When leaners are considered, the results show that Democrats/Democratic Leaning Independents have a slight edge over Republicans/Republican Leaning Independents—45 percent to 42 percent. There are 13 percent who are “pure” independents.

The most interesting part of the report contains the implications for elections in 2016:

Americans' attachment to the two major political parties in recent years is arguably the weakest Gallup has recorded since the advent of its polls. The percentage of U.S. adults identifying as political independents has recently reached levels never seen before. As a result, a new low of 29% of Americans identify as Democrats, and the percentage of Republican identifiers is on the low end of what Gallup has measured historically.
Given that 2016 is a presidential election year, and the percentage of independents usually declines in years when Americans are choosing a president, both parties have an opportunity to win back some of their lost support. But doing so partly depends on how appealing the parties' and their presidential candidates' messages prove to be.
Even if the parties win back some support, they still will probably be competing among an electorate that has a historically high percentage of voters who do not identify with either major party. And the lack of strong attachment to the parties could make candidate-specific factors, as opposed to party loyalty, a greater consideration for voters in choosing a president in this year's election than they have been in past elections. (emphasis added)

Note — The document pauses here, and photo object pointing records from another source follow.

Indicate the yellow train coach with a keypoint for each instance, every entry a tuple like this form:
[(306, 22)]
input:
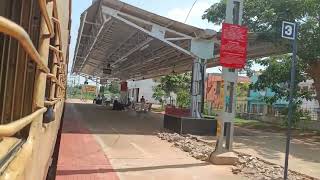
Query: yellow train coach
[(34, 47)]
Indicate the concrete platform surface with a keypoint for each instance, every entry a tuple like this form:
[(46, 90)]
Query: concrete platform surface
[(123, 145)]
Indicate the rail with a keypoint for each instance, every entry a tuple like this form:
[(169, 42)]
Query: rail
[(12, 29), (11, 129), (44, 12)]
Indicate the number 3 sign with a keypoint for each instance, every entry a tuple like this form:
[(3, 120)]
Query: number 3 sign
[(288, 30)]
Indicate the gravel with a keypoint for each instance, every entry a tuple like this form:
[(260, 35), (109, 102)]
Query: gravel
[(248, 166), (190, 144)]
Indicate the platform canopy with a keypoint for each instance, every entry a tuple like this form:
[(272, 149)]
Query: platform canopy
[(137, 44)]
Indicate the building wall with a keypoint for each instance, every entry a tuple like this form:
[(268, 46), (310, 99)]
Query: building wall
[(145, 89)]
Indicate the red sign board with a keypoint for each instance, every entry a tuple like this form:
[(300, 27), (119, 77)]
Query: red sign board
[(233, 51)]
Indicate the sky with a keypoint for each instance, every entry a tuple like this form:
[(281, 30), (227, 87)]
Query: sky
[(173, 9)]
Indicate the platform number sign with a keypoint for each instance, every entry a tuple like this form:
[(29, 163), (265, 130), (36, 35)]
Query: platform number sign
[(288, 30)]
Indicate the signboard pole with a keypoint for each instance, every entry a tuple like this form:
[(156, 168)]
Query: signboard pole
[(234, 13), (292, 88)]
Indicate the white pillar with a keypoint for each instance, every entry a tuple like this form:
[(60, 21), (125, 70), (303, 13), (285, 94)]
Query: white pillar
[(196, 96), (230, 77)]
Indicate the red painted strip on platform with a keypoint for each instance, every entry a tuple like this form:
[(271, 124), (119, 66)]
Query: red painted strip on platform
[(80, 156)]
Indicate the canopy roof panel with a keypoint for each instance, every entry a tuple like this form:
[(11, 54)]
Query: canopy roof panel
[(137, 44)]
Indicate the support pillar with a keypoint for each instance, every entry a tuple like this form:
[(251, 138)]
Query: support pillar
[(226, 117), (124, 92), (195, 89)]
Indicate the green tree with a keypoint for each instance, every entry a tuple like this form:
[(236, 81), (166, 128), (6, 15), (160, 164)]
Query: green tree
[(265, 18), (114, 88), (183, 98), (173, 84)]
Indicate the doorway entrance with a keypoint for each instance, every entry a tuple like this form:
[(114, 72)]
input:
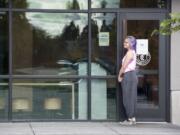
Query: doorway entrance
[(151, 63)]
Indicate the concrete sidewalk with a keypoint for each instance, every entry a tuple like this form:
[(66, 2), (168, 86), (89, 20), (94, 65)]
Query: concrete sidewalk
[(87, 128)]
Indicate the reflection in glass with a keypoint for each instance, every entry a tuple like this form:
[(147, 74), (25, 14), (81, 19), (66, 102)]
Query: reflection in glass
[(3, 43), (50, 43), (3, 99), (50, 99), (3, 3), (148, 86), (129, 3), (103, 43), (103, 99), (48, 4)]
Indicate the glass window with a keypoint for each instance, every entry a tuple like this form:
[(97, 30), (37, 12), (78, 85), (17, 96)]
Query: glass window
[(128, 3), (3, 3), (3, 99), (4, 66), (50, 99), (103, 99), (147, 64), (48, 4), (103, 44), (50, 43)]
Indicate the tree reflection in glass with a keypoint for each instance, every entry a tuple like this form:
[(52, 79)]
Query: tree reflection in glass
[(49, 43), (4, 43), (48, 4), (103, 44), (129, 3)]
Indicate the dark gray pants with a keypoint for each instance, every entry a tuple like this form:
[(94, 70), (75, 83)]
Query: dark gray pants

Given the adversity to political parties among adults and the negative basis for partisan attachments, the presidential and other elections in 2016 could see lower voter turnout and more campaigns that are more negative than in the past. If only the true believers are participating, mobilization becomes more dependent on portraying the opposition negatively. In preparation for the campaign, I would advise everyone to be prepared for a contest that ignores the issues and presents the most negative personal attacks permissible. This would also diminish the percentage of independents who vote. I’m not looking forward to it.

Tuesday, January 5, 2016

Segregated Cities: Richard Florida report for the Martin Prosperity Institute

I’m a big fan of Richard Florida’s research. His books are excellent: Who’s Your City? and The Rise of the Creative Class, especially.

Recently, I came across a study that he and Charlotta Mellander did for the Martin Prosperity Institute, which used three measures of economic segregation—income, education, and occupation—to identify and map economic segregation in American cities. Chapter 2 also notes some effects of economic segregation in cities. The executive summary includes the following information:

Notice that Austin, TX is the third most segregated using an overall measure of economic segregation. Furthermore, four of the ten most segregated large US metropolitan areas are in Texas: Austin, San Antonio, Houston and Dallas. Note the last bulleted point: “Its (economic segregation) effects appear to compound those of economic inequality and may be more socially and economically deleterious than inequality alone.” 

This report should be in the hands of Austin’s city council. The problem of affordability in Austin is exacerbated by the economic segregation in Austin. This issue must be addressed.

The statement that concerns me most is the last sentence: “It is not just that the economic divide in America has grown wider; it’s that the rich and poor effectively occupy different worlds, even when they live in the same cities and metros.”